I create a range of personalized illustrations too. I call these personalized drawings “no-me Adventure” Illustrations and they are little comic strip illustrations about people, and the adventures they have been on. To create these, I require photos supplied of the person or people being illustrated and use them to help create the scenes in the Adventure. They make the most perfect personalized present for those “big” birthdays, anniversaries, wedding gifts and bridesmaid presents in particular.

Tatty Devine

Tatty Devine is an independent British company designing and making original, playful jewelry by hand in their UK studios. Their standout designs are all about expressing yourself in a fun and distinctive way.

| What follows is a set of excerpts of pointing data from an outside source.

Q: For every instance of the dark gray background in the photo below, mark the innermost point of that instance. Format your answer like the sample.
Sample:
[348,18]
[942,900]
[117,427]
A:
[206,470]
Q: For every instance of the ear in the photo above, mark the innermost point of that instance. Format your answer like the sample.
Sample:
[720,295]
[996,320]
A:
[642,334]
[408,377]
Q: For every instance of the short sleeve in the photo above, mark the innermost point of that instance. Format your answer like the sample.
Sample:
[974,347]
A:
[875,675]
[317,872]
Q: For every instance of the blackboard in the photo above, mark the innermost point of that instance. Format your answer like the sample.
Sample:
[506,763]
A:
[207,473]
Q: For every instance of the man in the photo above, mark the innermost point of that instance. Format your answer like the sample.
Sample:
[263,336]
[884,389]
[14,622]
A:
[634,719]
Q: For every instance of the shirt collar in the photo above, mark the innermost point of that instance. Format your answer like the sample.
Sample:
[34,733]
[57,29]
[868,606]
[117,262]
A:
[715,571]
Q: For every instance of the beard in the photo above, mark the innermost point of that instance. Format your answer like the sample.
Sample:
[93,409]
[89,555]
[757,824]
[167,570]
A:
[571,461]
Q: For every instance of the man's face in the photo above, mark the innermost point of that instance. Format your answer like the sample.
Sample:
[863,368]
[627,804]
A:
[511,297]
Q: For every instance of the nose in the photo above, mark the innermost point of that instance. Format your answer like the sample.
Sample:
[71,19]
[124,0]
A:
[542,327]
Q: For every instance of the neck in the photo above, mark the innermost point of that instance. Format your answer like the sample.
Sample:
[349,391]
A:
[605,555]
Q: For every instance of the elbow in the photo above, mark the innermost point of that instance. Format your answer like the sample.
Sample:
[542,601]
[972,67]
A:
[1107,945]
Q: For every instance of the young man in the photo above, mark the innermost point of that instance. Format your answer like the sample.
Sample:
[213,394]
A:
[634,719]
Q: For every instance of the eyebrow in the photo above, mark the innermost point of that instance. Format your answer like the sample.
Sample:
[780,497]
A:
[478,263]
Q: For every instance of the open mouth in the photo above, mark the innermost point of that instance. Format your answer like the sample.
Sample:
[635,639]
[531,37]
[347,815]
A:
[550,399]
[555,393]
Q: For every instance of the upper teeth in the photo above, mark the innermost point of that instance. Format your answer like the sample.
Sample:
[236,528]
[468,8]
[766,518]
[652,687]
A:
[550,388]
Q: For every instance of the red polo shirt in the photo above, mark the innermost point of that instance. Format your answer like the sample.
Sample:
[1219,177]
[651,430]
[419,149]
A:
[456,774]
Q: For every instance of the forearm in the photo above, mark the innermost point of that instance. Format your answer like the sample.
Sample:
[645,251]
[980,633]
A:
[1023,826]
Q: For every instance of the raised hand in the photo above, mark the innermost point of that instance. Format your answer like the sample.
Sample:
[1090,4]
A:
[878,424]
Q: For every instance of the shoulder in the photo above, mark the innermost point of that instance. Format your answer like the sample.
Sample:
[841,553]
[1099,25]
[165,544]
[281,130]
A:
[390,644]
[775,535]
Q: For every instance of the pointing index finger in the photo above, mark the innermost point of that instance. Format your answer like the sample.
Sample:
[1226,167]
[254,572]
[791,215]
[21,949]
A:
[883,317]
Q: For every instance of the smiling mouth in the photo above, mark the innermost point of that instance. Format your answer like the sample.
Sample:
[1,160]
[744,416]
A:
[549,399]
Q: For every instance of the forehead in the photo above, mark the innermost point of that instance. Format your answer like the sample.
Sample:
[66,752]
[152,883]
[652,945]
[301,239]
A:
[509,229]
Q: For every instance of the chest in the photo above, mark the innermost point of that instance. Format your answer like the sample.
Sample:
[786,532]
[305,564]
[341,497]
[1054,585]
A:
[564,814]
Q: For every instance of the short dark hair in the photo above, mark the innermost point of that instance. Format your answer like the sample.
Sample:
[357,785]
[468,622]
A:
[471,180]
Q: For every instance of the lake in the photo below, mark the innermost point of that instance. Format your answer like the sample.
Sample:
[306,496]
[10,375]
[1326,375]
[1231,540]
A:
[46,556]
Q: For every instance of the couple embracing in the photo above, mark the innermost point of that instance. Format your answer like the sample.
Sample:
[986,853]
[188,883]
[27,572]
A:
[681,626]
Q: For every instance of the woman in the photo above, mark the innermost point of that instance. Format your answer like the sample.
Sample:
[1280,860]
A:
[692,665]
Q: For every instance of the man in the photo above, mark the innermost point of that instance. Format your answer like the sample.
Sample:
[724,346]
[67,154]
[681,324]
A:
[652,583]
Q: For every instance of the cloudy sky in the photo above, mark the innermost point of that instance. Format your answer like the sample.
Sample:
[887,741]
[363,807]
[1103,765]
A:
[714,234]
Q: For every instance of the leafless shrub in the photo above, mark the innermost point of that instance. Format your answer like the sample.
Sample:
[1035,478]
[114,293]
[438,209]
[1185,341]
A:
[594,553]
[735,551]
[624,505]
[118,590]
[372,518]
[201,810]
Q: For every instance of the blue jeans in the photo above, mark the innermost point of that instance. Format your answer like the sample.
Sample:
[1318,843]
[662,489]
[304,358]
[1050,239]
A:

Harriet Vine and Rosie Wolfenden founded Tatty Devine in 1999 and continue to run the company from a studio in London’s East End, where it all started. The brand makes jewelry that blurs the boundaries between art, fashion and culture. New designs are both highly coveted and collected by a loyal fan base from all over the world and discovered by new customers everyday.

Amanda Coleman

I grew up with creativity all around – as a child I lived in a craft centre in a tiny little place called Staunton Harold in Leicestershire. It was a beautiful place and an inspiring place to live.

I chose to study 3D design at the Surrey Institute of Art and Design in Farnham. After graduating I opted for a further one year’s residency at the Bishopsland Workshops in Reading and then was fortunate to gain a place at the prestigious Royal College of Art in London to undertake a Masters in Goldsmithing, Silversmithing, Metalwork and Jewellery.

I graduated from the Royal College of Art in 1998 and promptly set up a workshop in Clerkenwell, London with the help from the Crafts Council and the Prince’s Youth Business Trust. Since then I have been making and developing my designs into jewellery collections that aim to satisfy my thirst for experimentation and new concepts in jewellery construction techniques in a style all of my own.

I now live in the beautiful Cathedral City of Lincoln with my husband. I have found that becoming a mother has helped me to get a fresh perspective on my designing. Seeing the world through the eyes of my children has ignited an interest in fairytales, mystery and magic and developed a fascination of bugs and flowers that might have previously gone unnoticed, all of which have found their way into my designs over the recent years.

Nathan Wilson

Where math, physics, and sculpture come together, you will find me! Throughout my undergraduate education at New College of FL, I tripped over and then enthusiastically explored the interdisciplinary potential of the Arts and Sciences. While I began by developing my understanding of our physical world through coursework in physics and mathematics I became very excited when I took my first sculpture class. Applying geometric principles to sculpture reinforced my understanding of the processes and mechanics behind scientific systems.

Before long I was studying and experimenting with the boundaries of something called “Math/Art”. My investigations started with classical philosophies of shape, studying the polyhedral solids of Ancient Greece and geometric tiling’s at the foundation of the Islamic faith.

My sculptures reflect my appreciation for precision and symmetry, elements that have always enabled advances in technology, philosophy, architecture and the arts. Many of my sculptures are welded pieces referential to an area of solid-state physics called crystallography.